Vegetable Nutrition Facts - Promote Health and Longevity

We present vegetable nutrition facts gleaned from nutrition health articles in the scientific literature just like our fruit nutrition facts. We make these vegetable nutrition facts available to individuals that desire to improve their nutritional habits with fruit and vegetable diets for greater health and longevity. The original sources are cited in case you desire to do further study or simply want to verify this information.

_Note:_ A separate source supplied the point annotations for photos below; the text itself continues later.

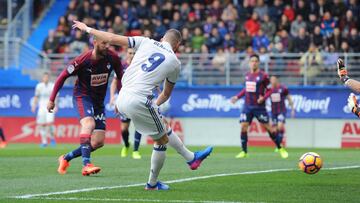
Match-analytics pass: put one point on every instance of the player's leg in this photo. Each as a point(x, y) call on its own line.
point(41, 126)
point(245, 119)
point(3, 140)
point(283, 153)
point(157, 161)
point(50, 117)
point(137, 140)
point(125, 123)
point(281, 127)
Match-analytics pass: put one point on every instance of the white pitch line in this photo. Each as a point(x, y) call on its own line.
point(131, 200)
point(27, 196)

Your diet can be a rich source of beneficial antioxidants, anticarcinogens, and anti-aging materials including Vitamin E, beta-carotene, selenium, glutathione, ascorbic acid (vitamin C), and phenols. [Ames1983] One well-known example is resveratrol in grapes that shows cancer preventive antioxidant, anti-inflammatory, and antimutagen properties. [Jang1997] A high fruit and vegetable diet is linked to lower incidence of many degenerative diseases including cancer, heart disease, inflammation, arthritis, immune system decline, brain dysfunction and cataracts. [Leong2002] And antioxidants are immensely valuable in a longevity diet.

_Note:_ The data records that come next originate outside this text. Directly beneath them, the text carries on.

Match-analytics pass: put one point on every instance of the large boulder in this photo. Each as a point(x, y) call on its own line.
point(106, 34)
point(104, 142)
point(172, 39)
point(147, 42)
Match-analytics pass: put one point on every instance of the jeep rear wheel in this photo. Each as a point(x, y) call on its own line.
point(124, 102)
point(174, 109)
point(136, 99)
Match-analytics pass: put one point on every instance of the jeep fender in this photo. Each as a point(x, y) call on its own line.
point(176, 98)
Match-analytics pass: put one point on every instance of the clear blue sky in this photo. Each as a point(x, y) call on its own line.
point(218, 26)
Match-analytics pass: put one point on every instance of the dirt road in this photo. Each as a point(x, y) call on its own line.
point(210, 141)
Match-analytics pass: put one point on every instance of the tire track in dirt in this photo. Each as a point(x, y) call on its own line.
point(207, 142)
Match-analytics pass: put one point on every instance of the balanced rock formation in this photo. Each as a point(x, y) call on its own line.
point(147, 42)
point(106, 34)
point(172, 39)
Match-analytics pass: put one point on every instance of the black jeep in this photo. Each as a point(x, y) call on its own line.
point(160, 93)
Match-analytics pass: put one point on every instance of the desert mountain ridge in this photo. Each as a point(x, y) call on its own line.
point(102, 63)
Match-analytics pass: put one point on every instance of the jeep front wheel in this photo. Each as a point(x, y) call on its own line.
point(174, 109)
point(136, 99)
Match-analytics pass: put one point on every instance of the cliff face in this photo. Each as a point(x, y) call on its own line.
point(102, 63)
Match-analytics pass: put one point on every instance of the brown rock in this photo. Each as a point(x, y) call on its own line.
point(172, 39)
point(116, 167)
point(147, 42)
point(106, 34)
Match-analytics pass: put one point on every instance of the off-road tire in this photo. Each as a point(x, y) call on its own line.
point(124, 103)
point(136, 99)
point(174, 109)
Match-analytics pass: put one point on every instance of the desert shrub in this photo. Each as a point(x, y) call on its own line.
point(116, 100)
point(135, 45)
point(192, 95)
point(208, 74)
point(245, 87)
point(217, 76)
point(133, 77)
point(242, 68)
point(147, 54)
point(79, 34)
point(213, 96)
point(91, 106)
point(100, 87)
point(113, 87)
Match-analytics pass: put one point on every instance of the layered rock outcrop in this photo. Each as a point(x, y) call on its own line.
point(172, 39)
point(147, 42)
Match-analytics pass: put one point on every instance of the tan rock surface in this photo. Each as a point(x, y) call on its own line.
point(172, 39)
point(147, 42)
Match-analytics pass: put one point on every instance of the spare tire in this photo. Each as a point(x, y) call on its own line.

Here is a list of different vegetable antioxidant strength classified by the ORAC analytical method as described by Cao. [Cao1996] The ORAC activity categories are the specific fruit's relative antioxidant strength based on laboratory test methods. All of these vegetables have a place in a well-rounded diet.

Relative Antioxidant Strength (ORAC) of Several Vegetables

High (top quintile): Garlic, Kale

Medium (middle three quintiles): Spinach, Brussels sprouts, Alfalfa sprouts, Broccoli flowers, Beets, Red bell pepper, Onion, Corn, Eggplant

Low (lowest quintile): Cauliflower, Potato, Sweet potato, Cabbage , Leaf lettuce, String beans, Carrot, Yellow squash, Iceberg lettuce, Celery, Cucumber

These fruit nutrition facts can help you manage your basic fruit and vegetable diet and develop a powerful longevity diet.

With the power of vegetable nutrition facts, you are empowered to make wise decisions about your diet, health and longevity.




References:

[Ames1983] Bruce N. Ames, “Dietary Carcinogens and Anticarcinogens, Oxygen radicals and degenerative diseases”, Science V221 N4617 pp1256-1264 1983, http://www.jstor.org/stable/1691677.

[Jang1997] Meishang Jang, Lining Cai, George O. Udeani, Karla V. Slowing, Cathy F. Thomas, Christopher W.W. Beecher, Harry H. S. Fong, Norman R, Farnsworth, A. Douglas Kinghorn, Rajendra G. Mehta, Richard C. Moon, John M. Pezzuto, “Cancer Chemopreventive Activity of Resveratrol, a Natural Product Derived from Grapes”, Science V275 pp218-220 1997, http://www.jstor.org/stable/2891907.

[Leong2002] L.P. Leong, G. Shui, “An investigation of antioxidant capacity of fruits in Singapore markets”, Food Chemistry 76 (2002) 69–75.

[Cao1996] Guohua Cao, Emin Sofic, Ronald L. Prior, "Antioxidant Capacity of Tea and Common Vegetables", Journal of Agricultural Food Chemistry, Vol. 44, No. 11, 1996.